© Lukas Beck

Gastkommentar
03/09/2020

Coronavirus: Bitte leben wir doch einfach weiter!

Der Landarzt und Buchautor Günther Loewitt plädiert für einen nüchtern(er)en Umgang mit der Epidemie

Angst schwächt das Immunsystem und macht daher anfälliger, auch für das „Coronavirus“ COVID-19.

Wenn man bedenkt, dass in Österreich pro Jahr rund 250.000 Menschen an der Influenza erkranken und 1.500 an den Folgen sterben, beschleicht mich das Gefühl, dass es sich bei COVID-19 derzeit eher um einen medialen Hype, als um eine existenzbedrohende Gefahr handelt.

Stellen Sie sich einmal vor, wir würden täglich jeden neuen Schnupfen und Halswehfall in den Medien vorgezählt bekommen. Oder jeden Verkehrstoten. Behalten wir also die Relationen im Auge. Wo es positive Testergebnisse gibt, gibt es so gut wie sicher auch andere Erkrankte. Nämlich jene 80 Prozent, bei denen die Krankheit unsichtbar oder wie eine harmlose Grippe verläuft. Sie werden nicht getestet, weil sie medizinisch unauffällig sind.

Kaum durchführbar

Wer die Ausbreitung wirklich stoppen wollte, hätte beim Auftreten der ersten Fälle in Norditalien die Grenze dicht machen müssen. Für Auto, Lkw, Zug, Flugzeug und den Virus selbst. In einer westlichen Demokratie sind solche Maßnahmen kaum durchführbar.
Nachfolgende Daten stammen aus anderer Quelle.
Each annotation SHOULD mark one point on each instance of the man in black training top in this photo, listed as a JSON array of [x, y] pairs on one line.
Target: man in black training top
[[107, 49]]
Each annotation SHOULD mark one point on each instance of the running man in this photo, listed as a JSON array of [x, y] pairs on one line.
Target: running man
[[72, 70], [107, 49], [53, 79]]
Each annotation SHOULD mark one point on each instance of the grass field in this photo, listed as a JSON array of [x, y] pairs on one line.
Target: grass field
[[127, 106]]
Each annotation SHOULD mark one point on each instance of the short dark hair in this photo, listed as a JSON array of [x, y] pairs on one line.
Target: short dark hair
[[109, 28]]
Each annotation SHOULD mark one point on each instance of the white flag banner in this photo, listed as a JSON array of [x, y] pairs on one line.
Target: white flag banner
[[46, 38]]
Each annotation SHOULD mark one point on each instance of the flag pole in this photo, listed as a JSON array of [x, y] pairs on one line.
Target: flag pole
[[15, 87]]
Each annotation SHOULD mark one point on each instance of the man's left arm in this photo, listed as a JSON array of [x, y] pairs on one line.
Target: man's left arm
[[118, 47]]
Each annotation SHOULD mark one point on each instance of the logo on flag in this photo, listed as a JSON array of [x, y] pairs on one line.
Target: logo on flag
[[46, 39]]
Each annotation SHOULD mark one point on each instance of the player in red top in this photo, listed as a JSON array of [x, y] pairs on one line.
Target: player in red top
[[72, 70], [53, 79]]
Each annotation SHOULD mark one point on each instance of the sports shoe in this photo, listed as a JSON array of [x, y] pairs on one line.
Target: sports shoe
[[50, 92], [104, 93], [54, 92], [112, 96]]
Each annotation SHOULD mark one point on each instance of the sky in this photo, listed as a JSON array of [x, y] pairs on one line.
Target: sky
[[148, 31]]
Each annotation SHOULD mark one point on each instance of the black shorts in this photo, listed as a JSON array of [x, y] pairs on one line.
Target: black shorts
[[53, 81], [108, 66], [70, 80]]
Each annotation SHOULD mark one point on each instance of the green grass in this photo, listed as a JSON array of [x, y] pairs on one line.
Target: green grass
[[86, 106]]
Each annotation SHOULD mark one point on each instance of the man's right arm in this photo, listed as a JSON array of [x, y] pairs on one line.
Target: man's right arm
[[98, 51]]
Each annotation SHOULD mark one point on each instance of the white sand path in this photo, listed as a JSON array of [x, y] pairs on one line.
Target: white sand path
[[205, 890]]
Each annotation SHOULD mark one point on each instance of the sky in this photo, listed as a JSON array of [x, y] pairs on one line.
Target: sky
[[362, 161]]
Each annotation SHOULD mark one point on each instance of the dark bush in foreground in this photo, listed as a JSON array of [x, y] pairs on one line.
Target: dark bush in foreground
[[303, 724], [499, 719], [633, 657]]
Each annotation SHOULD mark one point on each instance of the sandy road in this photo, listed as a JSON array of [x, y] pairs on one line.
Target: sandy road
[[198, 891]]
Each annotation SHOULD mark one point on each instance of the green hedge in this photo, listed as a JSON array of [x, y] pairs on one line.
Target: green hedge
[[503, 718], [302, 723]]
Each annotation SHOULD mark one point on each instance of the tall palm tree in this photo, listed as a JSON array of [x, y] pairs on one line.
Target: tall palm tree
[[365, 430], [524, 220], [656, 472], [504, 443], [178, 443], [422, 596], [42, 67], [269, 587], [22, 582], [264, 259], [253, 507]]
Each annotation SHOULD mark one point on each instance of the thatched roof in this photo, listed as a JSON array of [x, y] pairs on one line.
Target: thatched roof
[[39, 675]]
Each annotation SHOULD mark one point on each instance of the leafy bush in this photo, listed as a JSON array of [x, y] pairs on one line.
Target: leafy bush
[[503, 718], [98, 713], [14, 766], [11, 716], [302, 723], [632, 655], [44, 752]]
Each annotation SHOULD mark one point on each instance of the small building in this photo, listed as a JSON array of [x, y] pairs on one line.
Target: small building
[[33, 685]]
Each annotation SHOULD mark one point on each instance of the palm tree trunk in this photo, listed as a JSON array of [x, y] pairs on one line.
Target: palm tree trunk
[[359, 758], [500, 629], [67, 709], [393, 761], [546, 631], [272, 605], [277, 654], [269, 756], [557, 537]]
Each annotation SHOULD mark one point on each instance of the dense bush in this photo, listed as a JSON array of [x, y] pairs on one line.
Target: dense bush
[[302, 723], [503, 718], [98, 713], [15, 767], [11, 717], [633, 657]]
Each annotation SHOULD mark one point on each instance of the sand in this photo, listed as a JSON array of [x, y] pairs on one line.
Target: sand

Irgendwann werden wir akzeptieren müssen, dass sich COVID-19 außerhalb unserer Kontrollnormen bewegt. Wenn mich der Minister um meine Meinung fragen würde, würde ich ihn darüber aufklären, dass wir eine weitere, vielleicht gefährliche, aber die Gesellschaft nicht existenziell bedrohende Grippewelle durchmachen. Ob wir wollen, oder nicht. Aber: kein Vergleich zur Pest! Bislang kann die ausgebliebene Katastrophe ungestraft als politischer Erfolg dargestellt werden.

Mein Plädoyer an die Medien: Deeskalation und Wiederholung der sinnvollen Hygienemaßnahmen! Abstand halten, auf das Wangenbussi verzichten, Hände 40 Sekunden mit Seife waschen, Zimmer lüften und hinaus an die frische Luft. Wer krank ist, soll zu Hause bleiben

Die stärkste medizinisch-therapeutische Waffe gegen das Virus bleibt das individuelle Immunsystem. Maßnahmen wie ausreichend Schlaf, gesunde Ernährung, weniger Nikotin und Alkohol, ein paar Tage Urlaub, emotionales Wohlbefinden und Selbstvertrauen stärken das Immunsystem. Wer viel trinkt wird eine feuchte gut genährte Schleimhaut haben, und die ist immer noch der beste Schutz vor einer Infektion. Bitte leben wir doch einfach weiter. Vergessen wir außerdem nicht, dass die Sterblichkeit des Menschen immer 100 Prozent beträgt. Bis es für jeden von uns soweit ist, gilt aber: leben, erleben und überleben. Irgendwann wird auch das eigene Sterben dazugehören. Aber jetzt noch nicht!

Zum Autor: Der niederösterreichische Landarzt hat das Buch „7 Milliarden für nichts“ veröffentlicht. Darin rechnet er mit dem heimischen Gesundheitssystem ab.